A l'hiver de sa vie, alors que les teintes fades ne colorent plus ses journées, l'œil du vieil homme retrouve parfois sa brillance lorsque le temps passé le tire par la manche et le ramène à ses années printanières en lui rappelant ses errances aveugles, ses quêtes impossibles, ses folles surprises.

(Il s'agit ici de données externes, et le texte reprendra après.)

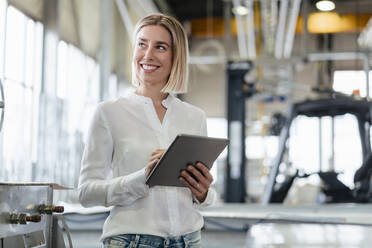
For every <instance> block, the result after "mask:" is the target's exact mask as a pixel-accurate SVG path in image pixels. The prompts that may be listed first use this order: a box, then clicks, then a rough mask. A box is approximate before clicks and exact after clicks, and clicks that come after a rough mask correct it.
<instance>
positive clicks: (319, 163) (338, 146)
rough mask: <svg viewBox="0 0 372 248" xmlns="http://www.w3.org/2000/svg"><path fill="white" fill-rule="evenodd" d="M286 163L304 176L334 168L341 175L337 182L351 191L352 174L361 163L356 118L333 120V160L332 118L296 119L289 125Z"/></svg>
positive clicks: (352, 179)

A l'époque, on lui disait, que pour les gens de son âge, l'amour attendait à chaque coin de rue; si c'était vrai, alors il trouvait qu'il tournait sacrément en rond! Certes, il avait vaguement ferraillé, d'un samedi à l'autre, dans la moiteur du corps de quelques femmes libérées, les soirs où son âme débraillée l'emmenait sur des sentiers improbables. Il connaissait durant la semaine la puissante poussée des désirs de jour, des désirs de pleine lumière, des désirs debout, et il l'assouvissait parfois le week-end au cœur des nuits épaisses dans lesquelles il se sentait protégé comme derrière un mur. Il voulait caresser et être caressé parce que l'incurable peur du danger de ne pas plaire était toujours présente et que les caresses le rassuraient. Mais cette vie là n'était qu'un leurre et ne lui convenait guère. En fait, il cherchait l'amour sans en être totalement conscient, mais surtout, à travers ses frasques de jeune écervelé, il cherchait la femme parfaite, celle des revues. Et ça, c'était une obsession consciente, une obsession de chaque instant. Pour tout dire, à côté de son vice des femmes parfaites, la cocaïne ressemblait à un passe-temps pour chef de gare de banlieue. Son esprit véhiculait des idées reçues, inspirées par certaines scènes des films convenus de l'époque. Il pensait par exemple que « la véritable aristocratie féminine ce sont les jambes qui la confèrent ». Et les fesses aussi, oui, les fesses!
Il n'était finalement pas à son aise dans ces sentiers obscurs lorsqu'un matin le signal fut donné des fleurs insensées, des herbes longues et caressantes, des persiennes ouvertes sur une lumière insolente.
Elle aurait pu être assez jolie mais elle était si prudente, si méfiante, qu'elle s'était arrêtée au bord de la beauté, comme on s'arrête au bord de la vie. Elle était jeune et pâle, doucement frêle et maladroite. Elle avait les cheveux denses, en cascade sauvage, une vraie crinière rousse de fauve effarouché. Non, elle ne ressemblait en rien à ce qu'il recherchait mais instantanément, oubliant les clichés qui lui emplissaient le crâne, il sentit son corps se dégonfler comme une baudruche ridicule. Il tomba tout de suite sous le charme de cette fragile et incertaine apparence, devant la pupille écartelée du monde environnant.
Le premier soir ils ont fait un feu, au bord de la nuit, pour un plaisir neuf et tellement simple, à la lisière mauve d'un bois complice, alors que devant eux s'ouvrait en contrechamp un pays nu à bout de ciel.
Son cœur n'était plus avec lui mais avec elle, éberlué qu'il était de comprendre que s'il n'était pas avec elle, il ne pouvait être nulle part ailleurs. Il posa la main sur sa nudité, insolente de peau et s'enivra de la fraîcheur des pétales de son souffle, tout en contemplant ses seins naïvement et naturellement perchés comme des fruits neufs. Il se rendait compte que la peau de la femme aimée sous ses mains, c'était elle entière dans ses mains. Et de ce fait, sa vie de l'instant suivant en dépendait. Il lui semblait qu'aimer relevait tout d'un coup du sacré et dépassait la philosophie, que c'était du domaine de la sagesse de vie plus que du raisonnement.
Alors qu'il remerciait le ciel de lui faire cadeau d'un lendemain fleuri, elle s'endormit sur lui, tout son corps vif et menu enfoncé dans la confiance tiède du sommeil, le visage encore chaud du dernier baiser.
Le souvenir n'est-il pas le parfum éternel de l'âme? Et le souvenir de l'amour, n'est-il pas l'amour lui-même?